Site Reliability Engineer
Job Type
Full-time
Description
Engrain has transformed the way people find, lease, and manage properties. Engrain provides a holistic suite of mapping solutions built specifically for the real estate industry to provide stunning unit-level map visualizations that integrate with countless websites and property tech applications. Our revolutionary, unit-level map data and interactive visuals within our SightMap, TouchTour and Asset Intelligence product lines allow both property owners and prospective renters to better ensure occupancy and drive revenue.
As a Site Reliability Engineer, you will be part of Engrain's growth and dynamic environment. As an SRE you will work closely with Engrain's engineering and product teams and participate in projects across the company.
What you'll do...
- Monitor, analyze, and optimize system performance, with an eye toward pushing our capabilities forward, getting ahead of needs, and innovating to continually improve our monitoring tools and techniques
- Implement, maintain, and consult on the observability stack that supports the needs of multiple internal stakeholders
- Utilize your deep experience and problem-solving skills to help prevent and investigate production issues
- Participate in the design and implementation of new system layers of high complexity compute environments
- Research and recommend specific systems, architectures, and applications, for cloud infrastructure solutions
- Collaborate closely with software engineering and DevOps teams to ensure proper integration of systems and seamless deployment of applications, providing reliable, predictable deployment and maintenance of distributed systems?
- Stay up-to-date with industry best practices and emerging technologies related to cloud infrastructure, SRE, provider services, and security best practices?
- Proactively identify and resolve issues, troubleshoot problems, and conduct root cause analysis to prevent reoccurrence
- Develop and maintain automation tools and scripts to streamline operational processes and reduce manual intervention
- Implement and maintain effective disaster recovery strategies, backup systems, and business continuity plans
- Participate in the on-call rotation and respond to incidents promptly to minimize downtime and resolve critical issues
- Contribute to the documentation of system architecture, configurations, operational procedures, and incident response plans
- Identify opportunities for optimization and cost reduction in cloud resource utilization and provide recommendations to optimize infrastructure performance
- Conduct regular performance and capacity planning exercises to ensure the infrastructure can handle increasing workloads and scale as needed
Requirements
What you offer us...
- 3 or more years of relevant DevOps and/or Site Reliability Engineering experience
- Significant experience with deploying web apps to public cloud infrastructure (GCP/AWS - required, Azure desired)

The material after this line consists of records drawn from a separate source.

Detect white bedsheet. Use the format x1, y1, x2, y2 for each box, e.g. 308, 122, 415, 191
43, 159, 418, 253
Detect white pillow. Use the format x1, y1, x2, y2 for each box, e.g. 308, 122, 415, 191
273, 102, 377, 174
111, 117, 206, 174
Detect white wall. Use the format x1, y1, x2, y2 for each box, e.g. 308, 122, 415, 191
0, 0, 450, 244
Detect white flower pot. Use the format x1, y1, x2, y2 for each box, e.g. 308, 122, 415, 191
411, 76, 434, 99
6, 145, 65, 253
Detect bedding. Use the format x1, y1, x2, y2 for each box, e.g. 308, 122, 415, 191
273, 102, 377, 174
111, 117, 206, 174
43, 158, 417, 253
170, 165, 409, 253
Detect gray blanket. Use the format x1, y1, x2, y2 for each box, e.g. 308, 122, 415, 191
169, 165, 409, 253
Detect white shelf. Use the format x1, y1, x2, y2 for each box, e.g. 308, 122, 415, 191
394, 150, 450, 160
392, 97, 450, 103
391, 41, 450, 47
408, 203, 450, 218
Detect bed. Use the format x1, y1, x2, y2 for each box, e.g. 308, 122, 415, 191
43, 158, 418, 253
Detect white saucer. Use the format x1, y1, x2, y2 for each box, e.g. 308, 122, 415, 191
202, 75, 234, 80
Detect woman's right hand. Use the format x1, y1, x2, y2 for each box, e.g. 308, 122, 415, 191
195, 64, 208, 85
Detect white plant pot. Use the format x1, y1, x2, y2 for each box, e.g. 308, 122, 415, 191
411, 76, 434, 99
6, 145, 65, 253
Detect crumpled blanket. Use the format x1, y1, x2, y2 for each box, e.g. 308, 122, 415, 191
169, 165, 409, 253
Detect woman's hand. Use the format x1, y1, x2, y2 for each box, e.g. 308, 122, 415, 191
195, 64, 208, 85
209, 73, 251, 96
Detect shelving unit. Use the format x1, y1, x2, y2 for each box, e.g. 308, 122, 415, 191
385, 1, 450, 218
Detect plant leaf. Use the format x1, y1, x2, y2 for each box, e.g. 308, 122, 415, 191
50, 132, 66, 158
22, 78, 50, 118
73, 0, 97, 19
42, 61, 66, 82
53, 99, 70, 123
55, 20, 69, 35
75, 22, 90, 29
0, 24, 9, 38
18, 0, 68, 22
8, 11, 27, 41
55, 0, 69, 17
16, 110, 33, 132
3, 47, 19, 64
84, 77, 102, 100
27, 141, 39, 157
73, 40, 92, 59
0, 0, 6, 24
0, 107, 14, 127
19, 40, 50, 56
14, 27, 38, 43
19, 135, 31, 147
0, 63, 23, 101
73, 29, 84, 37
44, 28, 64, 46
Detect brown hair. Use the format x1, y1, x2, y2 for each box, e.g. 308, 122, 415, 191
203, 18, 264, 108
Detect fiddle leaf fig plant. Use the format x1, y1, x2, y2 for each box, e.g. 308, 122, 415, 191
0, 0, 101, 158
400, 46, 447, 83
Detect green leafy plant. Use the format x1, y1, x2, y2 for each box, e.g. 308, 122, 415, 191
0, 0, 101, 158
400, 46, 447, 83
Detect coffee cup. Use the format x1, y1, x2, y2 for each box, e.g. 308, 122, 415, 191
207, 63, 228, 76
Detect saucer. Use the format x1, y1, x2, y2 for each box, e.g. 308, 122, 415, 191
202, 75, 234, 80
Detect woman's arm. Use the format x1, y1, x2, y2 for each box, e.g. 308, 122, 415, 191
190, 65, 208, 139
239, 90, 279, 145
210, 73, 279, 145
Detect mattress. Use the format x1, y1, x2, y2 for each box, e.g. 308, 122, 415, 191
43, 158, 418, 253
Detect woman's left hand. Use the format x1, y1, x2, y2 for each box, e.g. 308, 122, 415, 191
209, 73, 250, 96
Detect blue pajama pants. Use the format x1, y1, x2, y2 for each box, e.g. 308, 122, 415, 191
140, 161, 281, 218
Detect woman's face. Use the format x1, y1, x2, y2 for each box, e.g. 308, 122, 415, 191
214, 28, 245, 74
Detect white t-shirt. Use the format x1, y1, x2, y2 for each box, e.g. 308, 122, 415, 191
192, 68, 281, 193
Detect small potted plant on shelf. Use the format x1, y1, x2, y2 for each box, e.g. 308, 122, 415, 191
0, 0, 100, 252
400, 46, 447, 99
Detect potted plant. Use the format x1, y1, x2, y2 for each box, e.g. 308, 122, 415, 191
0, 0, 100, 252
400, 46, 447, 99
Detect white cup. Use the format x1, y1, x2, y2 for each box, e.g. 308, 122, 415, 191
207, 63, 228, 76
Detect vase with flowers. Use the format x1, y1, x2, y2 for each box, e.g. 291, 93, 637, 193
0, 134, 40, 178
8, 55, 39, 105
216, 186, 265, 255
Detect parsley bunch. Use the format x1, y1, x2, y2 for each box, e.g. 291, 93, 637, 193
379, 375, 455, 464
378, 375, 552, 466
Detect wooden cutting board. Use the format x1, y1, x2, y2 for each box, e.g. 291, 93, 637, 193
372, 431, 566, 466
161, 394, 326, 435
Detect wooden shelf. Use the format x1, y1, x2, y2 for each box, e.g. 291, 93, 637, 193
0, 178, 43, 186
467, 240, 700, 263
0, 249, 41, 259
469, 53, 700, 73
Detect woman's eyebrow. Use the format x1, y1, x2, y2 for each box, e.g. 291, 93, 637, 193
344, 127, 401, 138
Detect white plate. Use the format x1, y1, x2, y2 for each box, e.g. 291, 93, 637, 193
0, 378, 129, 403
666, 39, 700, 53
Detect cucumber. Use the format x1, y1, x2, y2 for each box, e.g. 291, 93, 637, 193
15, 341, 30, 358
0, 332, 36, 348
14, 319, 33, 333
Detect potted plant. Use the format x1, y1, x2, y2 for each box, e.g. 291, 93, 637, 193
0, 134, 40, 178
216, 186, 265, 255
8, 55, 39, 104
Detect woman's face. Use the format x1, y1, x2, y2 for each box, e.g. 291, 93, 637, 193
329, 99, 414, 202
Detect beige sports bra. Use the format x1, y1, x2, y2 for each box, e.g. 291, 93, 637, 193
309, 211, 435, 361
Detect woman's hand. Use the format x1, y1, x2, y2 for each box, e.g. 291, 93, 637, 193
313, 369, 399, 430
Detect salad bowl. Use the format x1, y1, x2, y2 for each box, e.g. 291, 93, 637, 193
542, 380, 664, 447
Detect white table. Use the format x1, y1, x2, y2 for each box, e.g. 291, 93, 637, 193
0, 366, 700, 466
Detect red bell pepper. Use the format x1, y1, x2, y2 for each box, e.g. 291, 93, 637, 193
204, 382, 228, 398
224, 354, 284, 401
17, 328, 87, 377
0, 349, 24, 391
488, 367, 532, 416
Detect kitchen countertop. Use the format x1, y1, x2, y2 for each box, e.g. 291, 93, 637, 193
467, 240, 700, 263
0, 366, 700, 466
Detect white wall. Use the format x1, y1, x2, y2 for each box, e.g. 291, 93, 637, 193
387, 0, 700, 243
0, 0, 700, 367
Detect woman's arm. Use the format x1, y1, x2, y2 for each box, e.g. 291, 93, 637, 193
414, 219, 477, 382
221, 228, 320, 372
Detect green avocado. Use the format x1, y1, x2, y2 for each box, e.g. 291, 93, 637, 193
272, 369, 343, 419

- Deep understanding of GCP services, such as Compute Engine, App Engine, Cloud Storage, BigQuery, Cloud Pub/Sub, etc.
- Deep understanding of AWS services and best practices, including EC2, S3, RDS, Lambda, CloudWatch, CloudFormation, and IAM
- Proficiency in one or more programming languages, such as Python, Java, or Go, and experience with infrastructure-as-code tools (e.g., Terraform, Ansible)
- Strong knowledge of systems administration, networking, and security principles
- Experience with monitoring and observability tools (e.g., Stackdriver, Prometheus, Grafana) and logging frameworks (e.g., ELK stack)
- Familiarity with containerization and orchestration technologies (e.g., Docker, Kubernetes)
- Proven ability to troubleshoot complex issues, conduct root cause analysis, and implement effective solutions
- Strong collaboration and communication skills, with the ability to work effectively in a team-oriented environment
- Experience with CI/CD pipelines and related tools (e.g., Jenkins, BitBucket, GitLab CI/CD)
- Knowledge of database management systems (e.g., MySQL, PostgreSQL, MongoDB) and caching technologies (e.g., Redis, Memcached)
- Familiarity with microservices architecture and distributed systems
- Proactive mindset with a focus on automation, continuous improvement, and learning
- Understanding of compliance frameworks and security best practices in a cloud environment
What we offer you...
- Salary Disclosure for Colorado: minimum base salary of $90,000 to $120,000. Final offer amount is determined by factors including years and depth of candidate's experience, certifications, and skill set alignment to the job requirements
- Various health, dental and vision insurance plans to choose from
- 2-10 weeks of paid parental leave + additional paid and unpaid leave options
- Up to 18 days annually of PTO & 10 holidays per year
- Dog-friendly office
- 401k match up to 4 percent
- Annual stipend for personal growth through our Grow450 program
- On-site amenities include a professional fitness center, flexible & modern workspace, coffee bar, happy hour taps & team member lounge
All qualified applicants will receive consideration for employment without regard to race, color, sex, sexual orientation, gender identity, religion, national origin, disability, veteran status, age, marital status, pregnancy, genetic information, or any other legally protected status.